Une bonne comédie musicale pour comités d’entreprise montée par un Tellier encore plus cramé qu’Obispo ? Le projet aurait pu faire rêver… Coup de maître : sortir, avec l’appui de toute l’artillerie médiatique et les dithyrambes de Radio France, un produit fou dont l’indomptable intensité sauvage surpasse celle de ces vieux CD d’obscurs opéra-rock canadiens raclant les trottoirs les jours de brocante. Devant telle audace, le baromètre Chronic’art implose, soudain inapte à signifier toute la duplicité des sentiments que nous inspire la candeur du grand opérateur scientologue, tandis qu’il nous prodigue, électromètre en sus, son test de personnalité musical chaleureusement surfacturé.
Dans sa quête audacieuse de l’incongruité, l’album tente de braver tous les tabous : choeurs façon Era, fins de morceaux en fondus feignasses, réverbs négationnistes… C’est le grand et glorieux zéro des meilleures séries Z. Tellement mauvais que c’en est bon ? Avant, Tellier nous racontait Candeloro, le réel. Aujourd’hui, le décalage raëlien a des airs assumés de fuite vers Sirius : se coltiner l’époque aurait été bien trop vulgaire… Trop compliqué ? De celle-ci, il ne conserve qu’un habillage de blockbuster yougoslave, aussi embarrassant qu’une baignoire de champagne à bord du Concordia. Car à ce niveau de délire et de démesure – teaser 3D compris -, la musique ne suffit plus. Etouffant sous le poids du personnage, elle ne peut fatalement sonner que comme un avant-goût de ce qu’on attend maintenant, et sincèrement avec impatience : le show laser au parc des expositions, la chorale de MILFs, les apparitions hélitreuillées au milieu du rugissement des moteurs de monster trucks, et le lancement international de la gamme de savons.
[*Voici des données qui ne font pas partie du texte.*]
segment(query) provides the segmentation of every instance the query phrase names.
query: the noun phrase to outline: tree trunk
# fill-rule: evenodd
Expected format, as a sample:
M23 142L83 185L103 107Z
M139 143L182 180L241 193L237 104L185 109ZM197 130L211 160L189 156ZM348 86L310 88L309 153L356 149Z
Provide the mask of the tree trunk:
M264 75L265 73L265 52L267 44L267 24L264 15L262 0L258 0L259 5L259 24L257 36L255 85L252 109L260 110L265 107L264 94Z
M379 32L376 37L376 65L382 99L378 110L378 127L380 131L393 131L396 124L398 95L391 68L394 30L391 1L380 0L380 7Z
C’est donc mus par un fol espoir de contribuer au financement de ces fantasmes les plus insensés que nous nous dirigerons vers les horizons radieux des diverses enseignes marchandes pour nous délester des sommes requises. Fidèles gogos de cette nouvelle ère, nous allumerons les cierges pour que quelques synchros pub viennent racheter la vile traîtrise des mécréants prêts à damner leur âme au feu d’un vulgaire pack illicitement téléchargé.
Oui, la plage 5 est lumineuse. Rien ne semble pouvoir enlever au touchant messie ni son sens mélodique délicat, ni son art très personnel de la saillie hilarante. Les bons jours, on sourira de bon coeur aux blagues du tonton excentrique qui guette, vaguement inquiet, notre réaction derrière sa nouvelle paire de lunettes fantaisie. Mais dans ce moment de recueillement qui vient clore notre séminaire, prenons le temps de nous souvenir : les années folles avaient leurs zazous. Après, il y a eu la guerre.